How does this relate to discussions at international level?
Discussions have taken place on crisis management in a number of international fora (G20, Financial Stability Board, Basel Committee). There is broad recognition that the problems of cross-border banking groups extend beyond the EU, and many significant financial groups are global in their organisation. While certain of the problems which need to be addressed are the same - for example, the difficulties of cooperation and coordination, information sharing, the lack of effective tools, the need for better advance planning, the territorial scope of national insolvency regimes when applied to a group - there are nevertheless significant distinctions between the progress that can be reasonably expected at international level and what can be achieved within the EU. The depth of integration of both banking business and the legal framework at European level both allows and requires greater cooperation and convergence in order to develop a more robust framework to underpin the Internal Market.
Would a requirement for cross-border groups to prepare "living wills" help authorities to manage a cross-border banking crisis?

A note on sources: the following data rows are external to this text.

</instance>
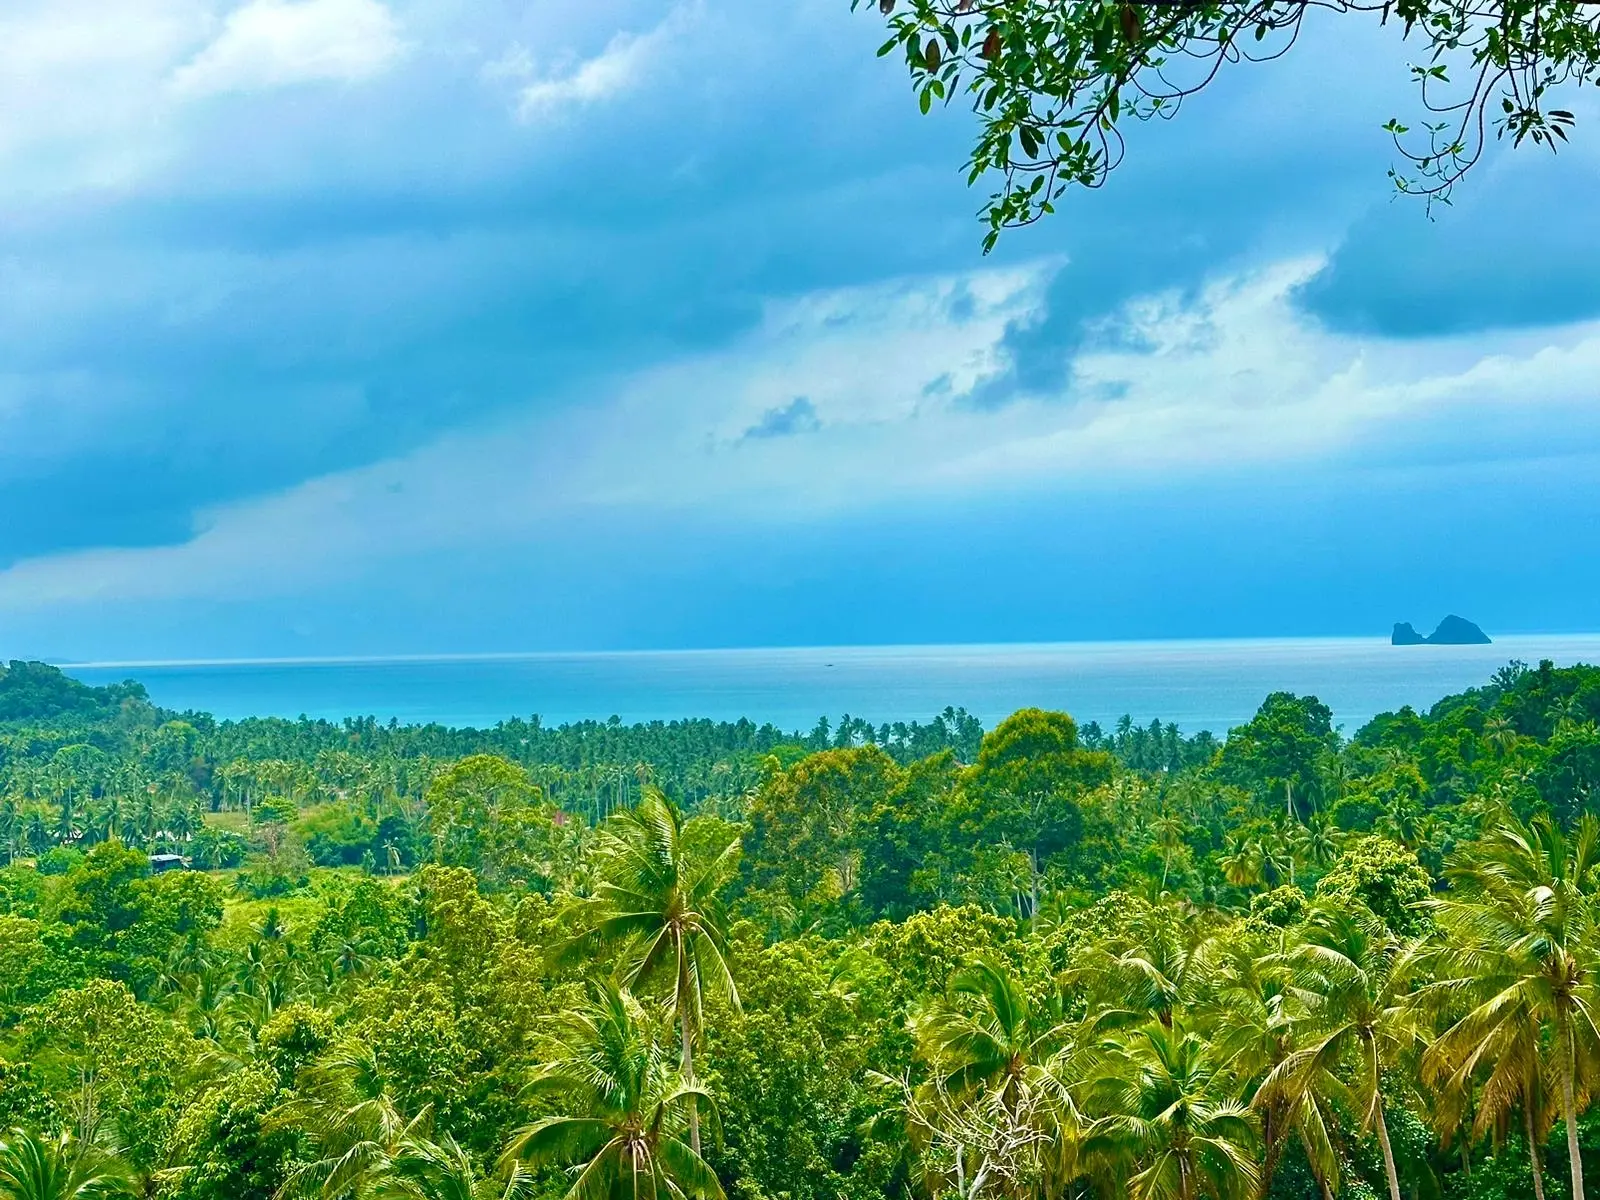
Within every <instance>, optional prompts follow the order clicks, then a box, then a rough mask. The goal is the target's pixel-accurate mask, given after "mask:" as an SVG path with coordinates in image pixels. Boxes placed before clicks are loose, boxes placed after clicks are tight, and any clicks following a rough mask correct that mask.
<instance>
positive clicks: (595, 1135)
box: [501, 984, 723, 1200]
mask: <svg viewBox="0 0 1600 1200" xmlns="http://www.w3.org/2000/svg"><path fill="white" fill-rule="evenodd" d="M565 1024H566V1030H565V1034H566V1037H565V1038H563V1050H562V1053H560V1054H558V1056H557V1058H555V1059H554V1061H552V1062H549V1064H547V1066H546V1067H544V1069H542V1070H541V1072H539V1074H538V1077H536V1078H534V1082H533V1083H531V1085H530V1090H531V1091H533V1093H536V1094H552V1096H558V1098H562V1099H563V1101H565V1102H566V1104H570V1106H571V1109H573V1110H571V1112H570V1114H568V1115H558V1117H546V1118H542V1120H538V1122H534V1123H533V1125H528V1126H525V1128H522V1130H518V1131H517V1133H515V1134H512V1139H510V1142H507V1146H506V1150H504V1154H502V1155H501V1163H502V1166H517V1165H523V1166H528V1168H539V1166H568V1168H570V1170H571V1171H573V1184H571V1187H570V1189H568V1192H566V1200H722V1195H723V1194H722V1184H720V1182H717V1173H715V1171H712V1170H710V1166H709V1165H707V1163H706V1160H704V1158H701V1155H699V1150H696V1149H694V1147H693V1146H691V1144H690V1142H688V1141H685V1138H683V1134H685V1133H686V1130H688V1123H690V1118H691V1117H693V1115H694V1112H696V1109H694V1107H693V1101H696V1099H698V1101H701V1102H704V1104H706V1106H707V1112H709V1114H712V1115H715V1109H714V1107H710V1096H709V1094H707V1093H706V1091H702V1090H699V1088H696V1086H694V1085H693V1083H690V1082H686V1080H685V1078H683V1077H682V1075H678V1074H677V1072H674V1070H672V1067H670V1058H669V1056H667V1054H666V1053H662V1050H661V1046H659V1045H658V1043H656V1040H654V1037H653V1035H651V1034H650V1030H648V1022H646V1018H645V1013H643V1011H642V1010H640V1006H638V1002H637V1000H635V998H634V997H632V995H630V994H629V992H627V990H626V989H622V987H618V986H614V984H595V986H594V987H592V990H590V1003H589V1005H587V1006H586V1008H582V1010H581V1011H576V1013H571V1014H568V1016H566V1019H565Z"/></svg>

There are currently no harmonised powers for supervisors to require banking groups to prepare contingency and resolution plans, often referred to as "living wills". The idea is that systemically important cross-border financial institutions could be required to produce detailed plans to facilitate, in a period of severe financial stress or instability, the preservation of the firm as a going concern, the continuity of its financial infrastructure services, and the rapid resolution or winding down where necessary of the institution (or part of the institution). Work by national and international regulatory bodies on this subject is still at an early stage, and further analysis will be needed to assess whether a requirement for institutions to maintain detailed and up-to-date plans would be realistic, the implications of such plans for group structures and their usefulness for authorities as tool both for ongoing supervision and for crisis management.